Плюгавый вновь оросил пересохшее горло пивком и чиркнул по слушателям настороженным взглядом: верят — нет? Потом расцвел и продолжил.

— А рядом, короче, с Стикгольмом располагалось такое, короче, одноэтажное здание. Ну, типа, короче, клуба (есть ли оно там теперь, не знаю, а врать не хочу; вообще-то херовый был у бельгийцев клуб, наверняка уже новый построили). Ну, заходим, мы в это здание, а в ихнем, короче, клубе уже, короче, черным-черно от этих… от америкосов.

— Это почему же черно? — недоверчиво переспросил здоровый.

— А ты что не знаешь америкосов? — взвился худой. — Они же на внешность… ну, типа наших азербайджанцев: сами все черные, нос с горбиной, зубы сплошь золотые и музыку слушают… ну будто бы кошку давят: дрын-дры-ы-ын-дрын-дрын-дры-ын-дры-ы-ын… Паллад, бл..., Бюль-Бюль-Оглы!

— Ну, здесь ты, Борь, сп...анул, — рассудительно покачал головою здоровый. — Когда ихний Никсон к нам приезжал, он на морду был… вроде русского.

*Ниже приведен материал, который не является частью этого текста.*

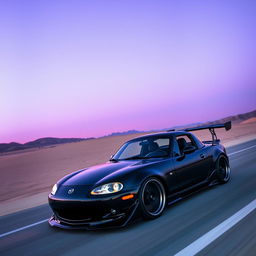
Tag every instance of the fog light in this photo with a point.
(128, 197)
(113, 211)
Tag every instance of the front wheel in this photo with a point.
(152, 198)
(223, 170)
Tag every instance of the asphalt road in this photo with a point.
(179, 226)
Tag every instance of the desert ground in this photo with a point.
(27, 177)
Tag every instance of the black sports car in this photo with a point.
(143, 176)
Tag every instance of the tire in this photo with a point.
(223, 170)
(152, 198)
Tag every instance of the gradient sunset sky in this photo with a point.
(89, 68)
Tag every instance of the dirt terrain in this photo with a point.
(27, 177)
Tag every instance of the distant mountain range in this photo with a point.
(43, 142)
(49, 141)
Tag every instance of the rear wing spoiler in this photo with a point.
(211, 128)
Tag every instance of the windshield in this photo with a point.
(150, 147)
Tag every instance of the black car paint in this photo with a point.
(177, 173)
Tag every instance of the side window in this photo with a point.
(184, 141)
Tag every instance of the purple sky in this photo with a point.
(89, 68)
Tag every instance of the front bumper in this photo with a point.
(92, 213)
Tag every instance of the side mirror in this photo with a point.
(189, 149)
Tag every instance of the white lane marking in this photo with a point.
(39, 222)
(22, 228)
(216, 232)
(241, 150)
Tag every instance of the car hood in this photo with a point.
(94, 174)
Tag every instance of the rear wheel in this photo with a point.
(223, 170)
(152, 198)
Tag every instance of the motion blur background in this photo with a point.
(89, 68)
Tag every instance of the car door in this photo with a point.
(190, 168)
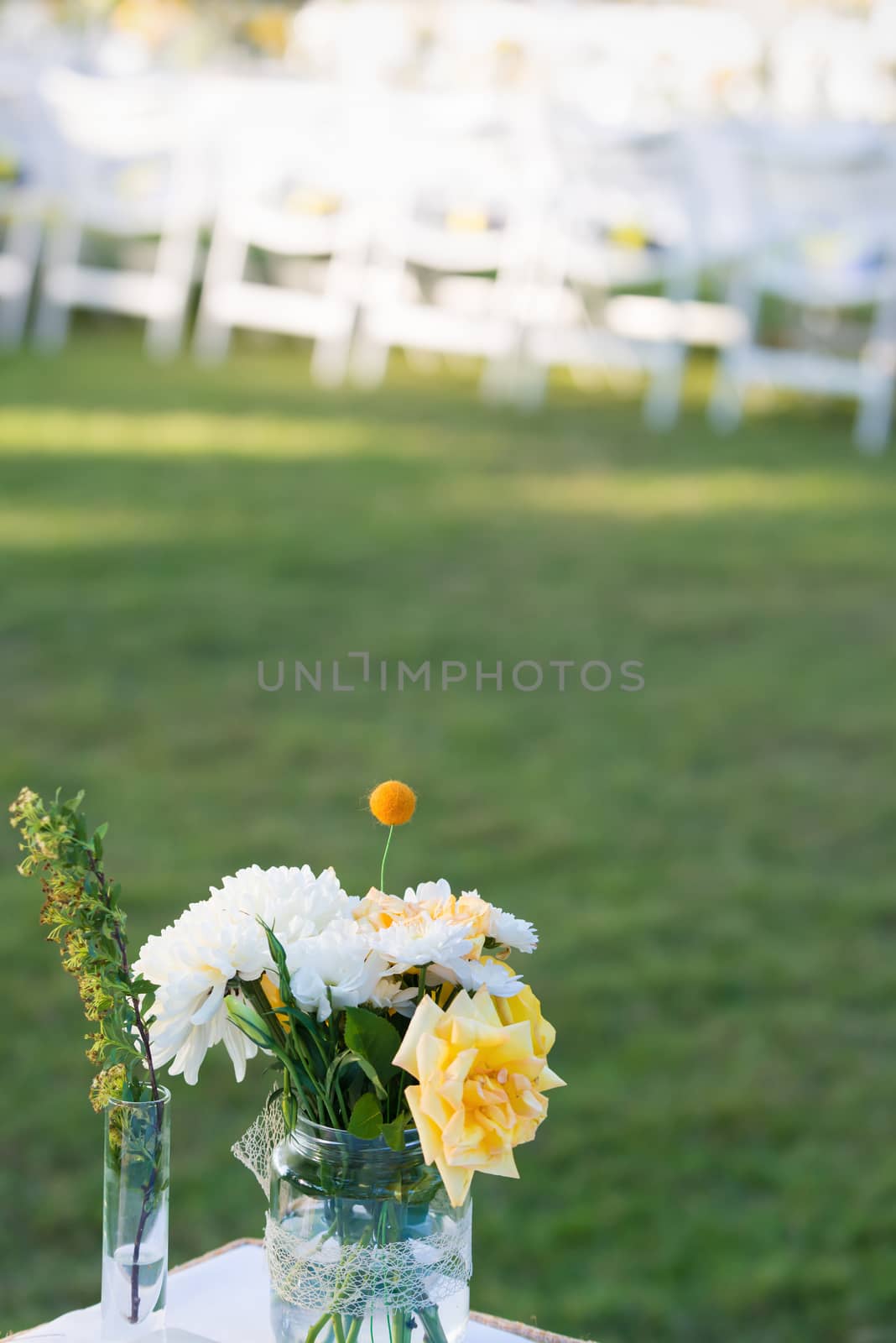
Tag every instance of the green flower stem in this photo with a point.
(383, 865)
(432, 1325)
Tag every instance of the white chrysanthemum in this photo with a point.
(423, 940)
(508, 930)
(290, 900)
(192, 964)
(494, 975)
(436, 893)
(392, 993)
(336, 969)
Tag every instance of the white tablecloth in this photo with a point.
(219, 1299)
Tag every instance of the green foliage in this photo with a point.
(374, 1040)
(367, 1116)
(83, 913)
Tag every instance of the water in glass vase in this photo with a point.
(362, 1244)
(120, 1291)
(367, 1273)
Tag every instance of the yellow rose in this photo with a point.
(470, 912)
(380, 911)
(273, 994)
(481, 1088)
(524, 1006)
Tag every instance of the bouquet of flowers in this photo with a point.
(401, 1040)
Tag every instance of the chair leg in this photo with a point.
(226, 265)
(176, 262)
(24, 245)
(664, 393)
(54, 315)
(726, 402)
(369, 359)
(331, 362)
(873, 420)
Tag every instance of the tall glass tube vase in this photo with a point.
(136, 1179)
(362, 1244)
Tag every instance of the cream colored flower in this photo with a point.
(481, 1088)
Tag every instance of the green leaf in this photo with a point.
(367, 1118)
(373, 1038)
(394, 1132)
(369, 1072)
(250, 1022)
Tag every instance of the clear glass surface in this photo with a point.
(136, 1179)
(364, 1246)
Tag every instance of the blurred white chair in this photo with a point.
(452, 243)
(23, 206)
(287, 252)
(617, 266)
(826, 248)
(132, 190)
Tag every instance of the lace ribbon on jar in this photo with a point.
(408, 1275)
(325, 1275)
(257, 1145)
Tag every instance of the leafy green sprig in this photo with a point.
(337, 1074)
(82, 911)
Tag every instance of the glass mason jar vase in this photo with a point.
(362, 1244)
(136, 1177)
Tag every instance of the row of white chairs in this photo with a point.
(452, 232)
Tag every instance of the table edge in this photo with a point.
(495, 1322)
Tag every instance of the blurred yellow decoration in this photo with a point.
(306, 201)
(826, 250)
(273, 995)
(481, 1091)
(631, 237)
(268, 30)
(467, 222)
(392, 802)
(154, 20)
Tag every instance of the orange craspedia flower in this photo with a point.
(392, 802)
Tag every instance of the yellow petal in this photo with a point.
(456, 1182)
(548, 1079)
(425, 1021)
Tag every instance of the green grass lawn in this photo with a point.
(710, 861)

— Да это ж правительство! — возмущенно пискнул плюгавый. — А рядовые американцы — они ж тютя-в-тютю, как наши азеры: сами все черные, нос с горбиной и музыку слушают… ну, ты знаешь! Мы, короче, когда в клуб-то зашли, нам так сразу по ушам и ударило: ван-вэй-тикит-ван-вэй-тикит… знаешь?…ван-вэй-тикит-дрын-дрын-дрын!

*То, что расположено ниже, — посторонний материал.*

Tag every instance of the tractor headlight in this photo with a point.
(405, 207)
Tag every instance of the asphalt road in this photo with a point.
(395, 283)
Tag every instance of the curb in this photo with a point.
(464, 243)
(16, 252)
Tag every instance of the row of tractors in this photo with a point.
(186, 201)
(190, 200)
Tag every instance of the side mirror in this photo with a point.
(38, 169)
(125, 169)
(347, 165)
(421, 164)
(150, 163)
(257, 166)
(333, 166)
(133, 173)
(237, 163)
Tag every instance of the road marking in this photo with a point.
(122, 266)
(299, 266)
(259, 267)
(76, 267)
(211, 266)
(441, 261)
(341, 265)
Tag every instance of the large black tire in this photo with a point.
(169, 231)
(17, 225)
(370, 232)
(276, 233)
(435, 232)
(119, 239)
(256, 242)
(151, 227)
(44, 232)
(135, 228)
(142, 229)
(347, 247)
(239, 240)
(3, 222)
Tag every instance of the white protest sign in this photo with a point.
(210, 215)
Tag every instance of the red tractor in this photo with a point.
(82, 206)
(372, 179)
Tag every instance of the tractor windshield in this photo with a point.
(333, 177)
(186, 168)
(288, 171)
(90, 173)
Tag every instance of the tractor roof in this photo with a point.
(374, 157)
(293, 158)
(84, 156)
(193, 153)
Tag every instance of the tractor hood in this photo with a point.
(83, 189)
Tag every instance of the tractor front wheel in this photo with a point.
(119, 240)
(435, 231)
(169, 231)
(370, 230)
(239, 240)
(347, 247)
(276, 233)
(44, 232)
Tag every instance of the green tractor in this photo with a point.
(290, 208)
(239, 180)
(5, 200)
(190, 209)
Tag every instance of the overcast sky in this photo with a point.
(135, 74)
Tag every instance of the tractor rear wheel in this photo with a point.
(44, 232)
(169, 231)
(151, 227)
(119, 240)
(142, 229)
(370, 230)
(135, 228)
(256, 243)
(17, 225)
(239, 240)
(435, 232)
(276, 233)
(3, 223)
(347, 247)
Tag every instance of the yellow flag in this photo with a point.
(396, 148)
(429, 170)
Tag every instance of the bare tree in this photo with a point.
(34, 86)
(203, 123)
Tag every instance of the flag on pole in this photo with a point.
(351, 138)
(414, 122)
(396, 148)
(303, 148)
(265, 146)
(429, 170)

— Ну, здесь ты опять сп...анул, — иронически хмыкнул большой. — «Ван-вэй-вей» — это «АББА».

— Кто это «АББА»? — возмутился маленький.

— «Ван-вэй-тикит-дрын-дрын-дрын»!

— Ага, — сделав морду погаже, притворно согласился плюгавый. — А «Кинь бабе лом» — это «Песняры». — Да-а, Семен…

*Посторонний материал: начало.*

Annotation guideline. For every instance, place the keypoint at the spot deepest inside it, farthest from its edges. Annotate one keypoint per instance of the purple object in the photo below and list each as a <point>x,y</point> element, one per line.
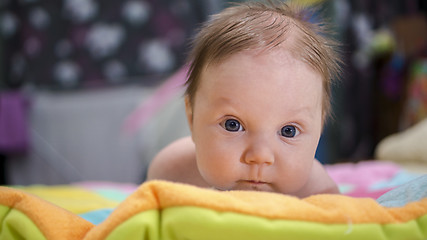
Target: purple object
<point>14,136</point>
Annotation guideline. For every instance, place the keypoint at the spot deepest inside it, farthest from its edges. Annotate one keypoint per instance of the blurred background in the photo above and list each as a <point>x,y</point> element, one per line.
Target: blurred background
<point>91,90</point>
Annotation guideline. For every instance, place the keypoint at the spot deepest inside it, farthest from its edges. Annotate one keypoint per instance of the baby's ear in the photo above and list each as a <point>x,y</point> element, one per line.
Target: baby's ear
<point>189,112</point>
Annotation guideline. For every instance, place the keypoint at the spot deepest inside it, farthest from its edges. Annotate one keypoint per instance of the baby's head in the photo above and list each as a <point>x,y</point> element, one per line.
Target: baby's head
<point>258,93</point>
<point>264,26</point>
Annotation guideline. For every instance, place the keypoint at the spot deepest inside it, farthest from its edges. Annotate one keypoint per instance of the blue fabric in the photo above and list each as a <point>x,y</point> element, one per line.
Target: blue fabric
<point>98,216</point>
<point>414,190</point>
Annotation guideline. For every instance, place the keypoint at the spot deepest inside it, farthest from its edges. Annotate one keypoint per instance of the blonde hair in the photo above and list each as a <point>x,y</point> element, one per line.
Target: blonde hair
<point>256,25</point>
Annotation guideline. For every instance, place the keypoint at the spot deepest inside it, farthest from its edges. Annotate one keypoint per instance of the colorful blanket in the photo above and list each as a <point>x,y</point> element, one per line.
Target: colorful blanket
<point>164,210</point>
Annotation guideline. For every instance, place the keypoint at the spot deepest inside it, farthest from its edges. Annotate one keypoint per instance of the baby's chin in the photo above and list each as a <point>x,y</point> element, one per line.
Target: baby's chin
<point>249,186</point>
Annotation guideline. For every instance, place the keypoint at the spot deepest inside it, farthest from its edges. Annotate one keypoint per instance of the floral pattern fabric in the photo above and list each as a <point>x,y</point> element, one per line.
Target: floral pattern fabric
<point>69,44</point>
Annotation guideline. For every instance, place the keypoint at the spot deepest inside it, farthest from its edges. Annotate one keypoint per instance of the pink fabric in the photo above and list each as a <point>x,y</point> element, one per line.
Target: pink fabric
<point>359,177</point>
<point>152,104</point>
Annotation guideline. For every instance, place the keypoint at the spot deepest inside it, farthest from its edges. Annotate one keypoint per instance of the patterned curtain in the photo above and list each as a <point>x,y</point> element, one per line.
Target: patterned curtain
<point>74,44</point>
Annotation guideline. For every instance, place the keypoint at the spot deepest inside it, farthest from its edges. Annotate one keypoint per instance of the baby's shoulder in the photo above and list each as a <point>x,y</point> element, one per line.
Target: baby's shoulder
<point>177,163</point>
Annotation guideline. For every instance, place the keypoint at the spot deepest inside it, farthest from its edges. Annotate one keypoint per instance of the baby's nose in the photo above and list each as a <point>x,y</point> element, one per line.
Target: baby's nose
<point>259,152</point>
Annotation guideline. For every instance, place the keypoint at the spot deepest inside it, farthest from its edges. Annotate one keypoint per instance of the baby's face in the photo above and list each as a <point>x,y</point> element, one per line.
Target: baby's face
<point>256,122</point>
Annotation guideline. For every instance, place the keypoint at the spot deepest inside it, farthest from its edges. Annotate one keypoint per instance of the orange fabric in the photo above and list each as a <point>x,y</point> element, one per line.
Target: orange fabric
<point>326,208</point>
<point>54,222</point>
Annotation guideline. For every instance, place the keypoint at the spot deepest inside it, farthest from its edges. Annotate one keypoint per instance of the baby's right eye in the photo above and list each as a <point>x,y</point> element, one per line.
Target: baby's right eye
<point>232,125</point>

Он саркастически чмокнул губами.

— Я вот, бл..., одного не пойму: и почему ты всегда лезешь на спор именно тогда, когда ни хера в предмете спора не понимаешь? «Ван-вэй-вей» — это «АББА»! Да это всю жизнь был Паллад-бл... -Бюль-Бюль-Оглы!

Плюгавый гордо разгладил усы.

— Да-а, Се-емен… Я еще вот чего не понимаю… ты, Сеня, конечно, мужик здоровый и такого клопа, как я, в принципе, можешь одним ногтем раздавить. У тебя ведь кажный кулак с пудовую гирю и лобная кость — дробь отскакивает. Но ты, мой милый Семен, не учел одного…

— Эй, Борис!!! — угрожающе рыкнул здоровый.

— А что «Борис»? — ни фига не сдрейфил маленький. — Что «Борис»? Я уже хрен сколько годов Борис… Ты, мой милый Семен, не учел одного: что кроме высокоталантливых кулаков и выдающейся лобной кости, в голове еще надо иметь хотя бы немного мозга. А ты, мой милый Семен, не можешь и трех минут потерпеть, чтобы при тебе хоть кто-нибудь хотя бы чего-нибудь рассказывал. Как же! У тебя же кажный кулак — с пудовую гирю, и лобная кость… ну, ты знаешь. И, значит, все мы, учитывая, какие у тебя лобная кость и кулаки, должны в миллион первый раз выслушивать твою всем давным-давно осточертевшую байку про то, как ты два года назад закадрил в Цепекио бабу, гужевался с ней до утра, растряс по кабакам девяносто восемь рублей и ни разу ей даже в трусы не залез. А, Сеня?

Почти двухметровый Сеня покраснел и потупился. Даже постороннему глазу было ясно, что ему и сейчас до чертиков жаль эти девяносто с чем-то рублей.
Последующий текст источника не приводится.